The larger exposure: indemnities in court
A tutela claim for violation of fundamental rights in connection with dismissal adds to the ordinary termination indemnities, with their surcharges, an additional indemnity that the judge sets between six and eleven monthly salaries (Article 489). For a professional salary, that alone exceeds by far any fine of the Article 506 scale.
The constructive dismissal of Article 171 works in the same direction: sexual and workplace harassment are grounds of Article 160 No. 1, and the worker who terminates the contract for them can obtain the years-of-service indemnity increased by up to 80%. The same article closes the circle: an employer who did not observe the Title IV procedure answers under those provisions. Investigating on time and in proper form is not a formality; it is what stands between the company and the surcharge.
Since Law 21.643, workplace harassment requires no repetition: a single act suffices when it causes mistreatment, humiliation or threatens the worker’s situation (Article 2).
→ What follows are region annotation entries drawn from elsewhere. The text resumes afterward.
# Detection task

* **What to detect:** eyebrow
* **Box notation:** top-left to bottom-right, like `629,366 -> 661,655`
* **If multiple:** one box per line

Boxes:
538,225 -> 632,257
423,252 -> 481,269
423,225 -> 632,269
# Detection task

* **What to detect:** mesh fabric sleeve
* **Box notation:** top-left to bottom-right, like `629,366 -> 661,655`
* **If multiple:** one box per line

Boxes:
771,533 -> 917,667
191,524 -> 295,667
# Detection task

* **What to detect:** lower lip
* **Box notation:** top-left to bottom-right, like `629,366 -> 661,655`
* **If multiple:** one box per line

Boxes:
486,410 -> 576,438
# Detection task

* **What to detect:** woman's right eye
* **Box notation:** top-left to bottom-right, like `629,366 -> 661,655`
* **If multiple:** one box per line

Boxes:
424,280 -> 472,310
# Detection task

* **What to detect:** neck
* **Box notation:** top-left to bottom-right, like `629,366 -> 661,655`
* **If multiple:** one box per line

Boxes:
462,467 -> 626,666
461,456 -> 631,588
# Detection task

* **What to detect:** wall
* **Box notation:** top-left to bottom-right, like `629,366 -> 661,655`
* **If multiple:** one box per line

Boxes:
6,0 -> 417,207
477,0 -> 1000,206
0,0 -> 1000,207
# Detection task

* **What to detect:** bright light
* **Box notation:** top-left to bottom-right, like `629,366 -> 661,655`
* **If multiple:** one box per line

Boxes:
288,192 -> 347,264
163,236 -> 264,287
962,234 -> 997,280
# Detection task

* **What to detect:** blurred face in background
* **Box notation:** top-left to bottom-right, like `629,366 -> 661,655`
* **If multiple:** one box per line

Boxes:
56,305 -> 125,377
That widens the universe of complaints a company must be prepared to process correctly.
Does your procedure withstand a complaint?
The labor compliance review verifies the protocol, the complaint channels and the investigation procedure against the deadlines and requirements of the Labor Code and the regulation.
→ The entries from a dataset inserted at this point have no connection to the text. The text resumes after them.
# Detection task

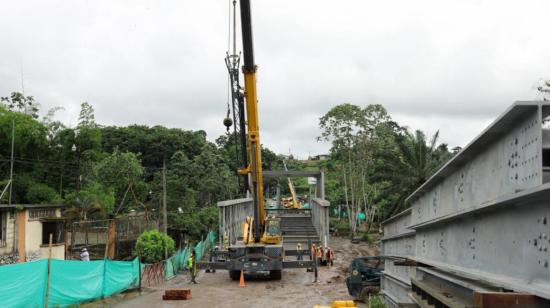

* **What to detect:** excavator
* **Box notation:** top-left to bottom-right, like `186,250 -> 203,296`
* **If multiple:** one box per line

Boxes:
199,0 -> 316,280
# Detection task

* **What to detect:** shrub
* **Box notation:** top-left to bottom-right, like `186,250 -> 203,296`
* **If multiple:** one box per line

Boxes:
135,230 -> 176,263
25,184 -> 60,204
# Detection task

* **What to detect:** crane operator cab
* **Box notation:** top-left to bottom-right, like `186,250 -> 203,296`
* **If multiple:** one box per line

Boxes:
262,215 -> 283,244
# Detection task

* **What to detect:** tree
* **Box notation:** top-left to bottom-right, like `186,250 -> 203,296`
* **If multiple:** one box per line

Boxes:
0,92 -> 39,119
318,104 -> 400,235
66,182 -> 115,220
385,130 -> 453,216
93,150 -> 146,214
25,183 -> 61,204
135,230 -> 175,263
78,102 -> 96,127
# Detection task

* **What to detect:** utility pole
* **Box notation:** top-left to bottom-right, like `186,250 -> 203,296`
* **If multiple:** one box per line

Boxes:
8,119 -> 15,205
162,159 -> 168,259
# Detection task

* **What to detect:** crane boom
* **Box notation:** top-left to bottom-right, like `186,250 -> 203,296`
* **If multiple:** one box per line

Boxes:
239,0 -> 265,243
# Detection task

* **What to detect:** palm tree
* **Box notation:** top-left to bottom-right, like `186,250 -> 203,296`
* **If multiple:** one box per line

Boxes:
387,130 -> 452,217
Review your labor complianceFrequently asked questions
What fine does a company without a Ley Karin protocol face?
The prevention protocol is mandatory for every employer (Article 211-A of the Labor Code) and must be part of the internal regulations (Article 154 No. 12). Its omission is sanctioned under the general scale of Article 506: 1 to 5 UTM for micro companies, 1 to 10 for small, 2 to 40 for medium and 3 to 60 UTM for large companies, per infringement.
Does the fine depend on company size?
Yes. Article 505 bis classifies employers by headcount: micro (1 to 9 workers), small (10 to 49), medium (50 to 199) and large (200 or more), and Article 506 assigns each tier its fine range. The ranges can also double or triple in the cases the same article contemplates.
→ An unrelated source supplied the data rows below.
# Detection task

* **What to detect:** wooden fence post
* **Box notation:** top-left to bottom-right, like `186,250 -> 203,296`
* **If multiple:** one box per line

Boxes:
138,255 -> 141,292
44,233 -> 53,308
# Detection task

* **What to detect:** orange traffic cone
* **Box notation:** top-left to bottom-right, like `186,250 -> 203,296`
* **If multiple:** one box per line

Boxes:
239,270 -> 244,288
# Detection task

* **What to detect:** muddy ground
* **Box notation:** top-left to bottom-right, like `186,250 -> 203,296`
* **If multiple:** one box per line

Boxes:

What if the company neither investigates nor refers a complaint?
Upon receiving a complaint, the employer must start an internal investigation or refer the file to the Labor Inspectorate within three days; in any case the investigation must conclude within thirty days (Article 211-C). Failing to do so is a sanctionable infringement and, if the worker opts for constructive dismissal, an employer who did not follow the procedure answers with the increased indemnities of Article 171.
How much can a fundamental-rights (tutela) claim cost?
If the violation of fundamental rights occurs in connection with dismissal, the judge orders the termination indemnities with their surcharges plus an additional indemnity set between six and eleven monthly salaries (Article 489). That amount adds to administrative fines; it does not replace them.
Can a worker claim constructive dismissal under Ley Karin?
Yes. Sexual and workplace harassment are grounds under Article 160 No. 1 and enable the constructive dismissal of Article 171, with the years-of-service indemnity increased by up to 80%. The same rule provides that an employer who did not follow the Title IV procedure answers under those provisions: following the procedure is also the defense.